2 – Ogni anno vengono sprecati 1,3 miliardi di tonnellate di cibo, circa un terzo di tutto ciò che viene prodotto. Qual è la ragione per cui si deve produrre così tanto se poi se ne butta via un terzo? Dobbiamo cambiare l’idea di cibo nella testa della società, ciò che facciamo noi quotidianamente parlando di cibo buono, pulito e giusto. Mai noi parliamo di cibo bello perché la bellezza del cibo è direttamente proporzionale all’uso di agenti chimici per la protezione assoluta e alla forte selezione post-raccolta per eliminare e buttare tutto ciò che non rispecchia le esigenze della distribuzione globalizzata.
Non possiamo accettare le critiche sull’agricoltura biologica se non si parte da questi presupposti. Ci sono lavori scientifici che dimostrano che parlare oggi di 10 miliardi di persone che dovranno essere alimentate nel mondo significa intorbidire l’acqua del confronto per far si che chi non è sufficientemente dentro le dinamiche non veda più con trasparenza. Il paradigma agroecologico è quello che risponde alla costruzione di un equilibrio tra esigenze della società e conservazione delle risorse naturali. Il modello biologico è l’unico costruito su pilastri consolidati e certificati. Alcuni aspetti sono da me non pienamente condivisi ma il regolamento che l’UE ha approvato e che entrerà in vigore a gennaio 2022 modifica aspetti significativi e migliora molto le prospettive anche per piccoli agricoltori e per la protezione della biodiversità.

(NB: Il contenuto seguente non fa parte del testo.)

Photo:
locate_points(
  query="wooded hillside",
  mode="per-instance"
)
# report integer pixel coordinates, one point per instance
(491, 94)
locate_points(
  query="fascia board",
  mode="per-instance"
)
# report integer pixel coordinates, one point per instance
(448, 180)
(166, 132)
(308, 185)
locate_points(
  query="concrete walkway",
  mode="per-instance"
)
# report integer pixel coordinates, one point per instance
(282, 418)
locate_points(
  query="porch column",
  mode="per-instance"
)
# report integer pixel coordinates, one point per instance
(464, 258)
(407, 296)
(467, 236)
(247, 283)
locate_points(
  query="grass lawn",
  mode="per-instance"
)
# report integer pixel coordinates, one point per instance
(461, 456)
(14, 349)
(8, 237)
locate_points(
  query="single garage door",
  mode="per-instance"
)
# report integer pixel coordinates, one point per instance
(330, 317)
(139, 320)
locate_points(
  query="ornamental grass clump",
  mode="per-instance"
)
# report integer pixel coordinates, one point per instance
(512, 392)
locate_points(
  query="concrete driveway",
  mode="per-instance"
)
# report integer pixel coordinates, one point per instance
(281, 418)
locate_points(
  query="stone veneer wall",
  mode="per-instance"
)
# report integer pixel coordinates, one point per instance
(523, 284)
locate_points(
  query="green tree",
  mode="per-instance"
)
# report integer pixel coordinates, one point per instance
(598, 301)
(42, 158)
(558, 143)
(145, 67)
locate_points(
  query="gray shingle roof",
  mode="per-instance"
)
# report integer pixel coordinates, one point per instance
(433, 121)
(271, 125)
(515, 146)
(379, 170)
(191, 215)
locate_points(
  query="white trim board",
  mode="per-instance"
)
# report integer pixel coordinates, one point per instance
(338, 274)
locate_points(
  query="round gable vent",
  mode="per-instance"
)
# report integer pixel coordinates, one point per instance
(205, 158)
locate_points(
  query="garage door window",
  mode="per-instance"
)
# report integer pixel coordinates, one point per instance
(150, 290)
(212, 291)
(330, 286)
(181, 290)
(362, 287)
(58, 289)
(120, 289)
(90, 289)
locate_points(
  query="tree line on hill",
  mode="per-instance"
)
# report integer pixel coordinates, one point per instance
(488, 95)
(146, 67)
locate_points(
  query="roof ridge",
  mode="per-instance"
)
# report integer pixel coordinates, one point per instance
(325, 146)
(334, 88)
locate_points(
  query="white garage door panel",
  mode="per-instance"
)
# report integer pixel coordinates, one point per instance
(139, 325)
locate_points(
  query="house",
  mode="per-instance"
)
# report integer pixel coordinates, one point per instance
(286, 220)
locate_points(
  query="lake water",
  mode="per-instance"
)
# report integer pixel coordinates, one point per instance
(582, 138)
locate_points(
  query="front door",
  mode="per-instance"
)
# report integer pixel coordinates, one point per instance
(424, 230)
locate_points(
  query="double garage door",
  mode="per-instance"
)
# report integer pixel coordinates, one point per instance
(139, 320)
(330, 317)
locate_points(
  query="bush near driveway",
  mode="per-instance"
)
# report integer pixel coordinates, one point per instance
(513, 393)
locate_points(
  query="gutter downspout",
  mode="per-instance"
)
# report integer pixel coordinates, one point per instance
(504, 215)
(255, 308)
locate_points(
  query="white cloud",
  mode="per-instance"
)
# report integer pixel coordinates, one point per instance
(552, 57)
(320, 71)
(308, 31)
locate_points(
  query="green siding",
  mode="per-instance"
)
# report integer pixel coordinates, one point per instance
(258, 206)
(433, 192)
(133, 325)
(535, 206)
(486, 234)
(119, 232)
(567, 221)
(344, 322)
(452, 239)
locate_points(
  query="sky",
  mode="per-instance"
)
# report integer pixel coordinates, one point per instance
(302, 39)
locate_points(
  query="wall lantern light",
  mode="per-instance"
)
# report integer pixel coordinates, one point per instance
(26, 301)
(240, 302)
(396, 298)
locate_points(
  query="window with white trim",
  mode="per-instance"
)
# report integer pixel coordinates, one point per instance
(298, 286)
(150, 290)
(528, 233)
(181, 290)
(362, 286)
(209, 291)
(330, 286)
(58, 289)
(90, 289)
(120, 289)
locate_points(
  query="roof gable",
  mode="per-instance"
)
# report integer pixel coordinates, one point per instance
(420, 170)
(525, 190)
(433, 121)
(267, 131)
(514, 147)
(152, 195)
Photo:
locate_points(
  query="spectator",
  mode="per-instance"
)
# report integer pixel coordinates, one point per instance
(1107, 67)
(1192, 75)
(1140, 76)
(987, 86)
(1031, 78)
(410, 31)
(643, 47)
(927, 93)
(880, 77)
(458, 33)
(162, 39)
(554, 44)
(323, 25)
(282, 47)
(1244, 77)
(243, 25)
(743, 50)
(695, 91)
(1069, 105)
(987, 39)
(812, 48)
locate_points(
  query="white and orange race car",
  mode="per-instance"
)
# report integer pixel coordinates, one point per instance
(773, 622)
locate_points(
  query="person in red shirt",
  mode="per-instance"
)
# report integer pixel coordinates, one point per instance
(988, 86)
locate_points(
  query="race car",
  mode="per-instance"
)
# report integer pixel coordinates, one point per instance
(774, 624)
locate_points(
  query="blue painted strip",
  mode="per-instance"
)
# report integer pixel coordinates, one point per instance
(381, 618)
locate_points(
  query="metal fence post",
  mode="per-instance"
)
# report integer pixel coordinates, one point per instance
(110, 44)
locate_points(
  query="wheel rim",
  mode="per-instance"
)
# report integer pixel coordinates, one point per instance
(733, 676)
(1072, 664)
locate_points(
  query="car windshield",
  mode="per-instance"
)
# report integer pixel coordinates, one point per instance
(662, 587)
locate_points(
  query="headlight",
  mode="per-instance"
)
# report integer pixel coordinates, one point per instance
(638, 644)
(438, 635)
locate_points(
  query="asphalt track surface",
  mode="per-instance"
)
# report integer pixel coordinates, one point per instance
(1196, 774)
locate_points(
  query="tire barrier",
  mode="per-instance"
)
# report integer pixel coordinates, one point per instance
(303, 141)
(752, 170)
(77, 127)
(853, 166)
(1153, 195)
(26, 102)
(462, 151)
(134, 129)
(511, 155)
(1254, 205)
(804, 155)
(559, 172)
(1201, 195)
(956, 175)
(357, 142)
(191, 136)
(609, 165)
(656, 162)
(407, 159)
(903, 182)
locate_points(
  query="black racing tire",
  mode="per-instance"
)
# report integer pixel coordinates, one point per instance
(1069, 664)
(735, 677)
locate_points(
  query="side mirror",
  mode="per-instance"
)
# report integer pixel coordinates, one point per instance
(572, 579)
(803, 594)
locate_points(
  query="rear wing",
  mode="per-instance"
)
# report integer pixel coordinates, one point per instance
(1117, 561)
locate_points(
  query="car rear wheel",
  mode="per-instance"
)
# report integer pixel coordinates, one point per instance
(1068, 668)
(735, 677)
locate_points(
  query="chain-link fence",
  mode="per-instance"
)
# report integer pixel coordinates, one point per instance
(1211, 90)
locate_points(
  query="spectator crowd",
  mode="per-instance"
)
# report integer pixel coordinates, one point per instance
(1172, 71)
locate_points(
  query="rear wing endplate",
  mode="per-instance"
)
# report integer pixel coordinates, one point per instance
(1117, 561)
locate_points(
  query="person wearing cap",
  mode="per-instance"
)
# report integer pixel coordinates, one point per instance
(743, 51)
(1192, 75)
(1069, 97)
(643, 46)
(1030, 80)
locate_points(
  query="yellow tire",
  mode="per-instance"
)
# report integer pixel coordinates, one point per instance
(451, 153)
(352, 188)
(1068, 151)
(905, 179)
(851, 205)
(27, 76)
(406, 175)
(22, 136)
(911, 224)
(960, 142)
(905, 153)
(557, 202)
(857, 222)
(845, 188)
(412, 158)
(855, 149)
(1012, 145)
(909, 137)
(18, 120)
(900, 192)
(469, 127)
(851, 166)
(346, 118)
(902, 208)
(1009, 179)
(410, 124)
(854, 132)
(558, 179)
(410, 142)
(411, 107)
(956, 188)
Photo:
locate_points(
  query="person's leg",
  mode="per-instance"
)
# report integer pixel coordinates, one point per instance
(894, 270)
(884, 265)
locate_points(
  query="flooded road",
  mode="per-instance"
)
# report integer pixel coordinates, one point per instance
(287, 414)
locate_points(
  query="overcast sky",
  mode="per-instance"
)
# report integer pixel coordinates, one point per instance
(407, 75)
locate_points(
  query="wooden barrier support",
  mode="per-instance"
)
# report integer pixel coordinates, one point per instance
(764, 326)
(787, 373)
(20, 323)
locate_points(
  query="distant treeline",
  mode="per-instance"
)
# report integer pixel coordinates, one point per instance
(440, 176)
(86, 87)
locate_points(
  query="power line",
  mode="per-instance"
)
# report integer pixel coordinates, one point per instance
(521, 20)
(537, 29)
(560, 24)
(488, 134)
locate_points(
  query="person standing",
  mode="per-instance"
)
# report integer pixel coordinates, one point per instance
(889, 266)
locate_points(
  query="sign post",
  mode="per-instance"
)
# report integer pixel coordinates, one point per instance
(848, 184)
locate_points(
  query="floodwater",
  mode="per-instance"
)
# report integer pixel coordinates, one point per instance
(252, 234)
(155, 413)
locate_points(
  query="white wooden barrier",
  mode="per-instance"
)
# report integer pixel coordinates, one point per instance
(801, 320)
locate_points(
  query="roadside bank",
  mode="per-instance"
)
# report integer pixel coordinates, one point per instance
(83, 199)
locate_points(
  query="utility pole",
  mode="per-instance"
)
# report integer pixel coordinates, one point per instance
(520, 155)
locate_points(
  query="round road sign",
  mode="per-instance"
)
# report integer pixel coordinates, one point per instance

Più in dettaglio, se noi oggi accettiamo un confronto che ci pone di fronte ai numeri citati nel testo che mi hai girato dobbiamo mettere sul piatto tanti altri elementi. Conservazione della biodiversità del suolo, conservazione del paesaggio agrario, conservazione delle risorse naturali a cominciare dagli insetti utili che giocano un ruolo fondamentale anche se non chiaramente e concretamente visto. Una discussione molto più concreta che non può esaurirsi solo ai numeri legati alle quantità prodotte e ripartite tra la popolazione. Perché dovrebbero pure dire come si pongo rispetto alle 800mila persone nel mondo che patiscono iponutrizione a causa dell’incapacità di gestire una corretta distribuzione.
Questo è una prima riflessione che posso articolare via mail. É un tema certamente importante che oggi sta al centro di tutti coloro che hanno a cuore la transizione ecologica che, in agricoltura, passa per la scelta di modelli di sviluppo sostenibili e compatibili con le risorse del pianeta, che non sono inesauribili.
Ti prego di considerare questo un mio contributo di pensiero.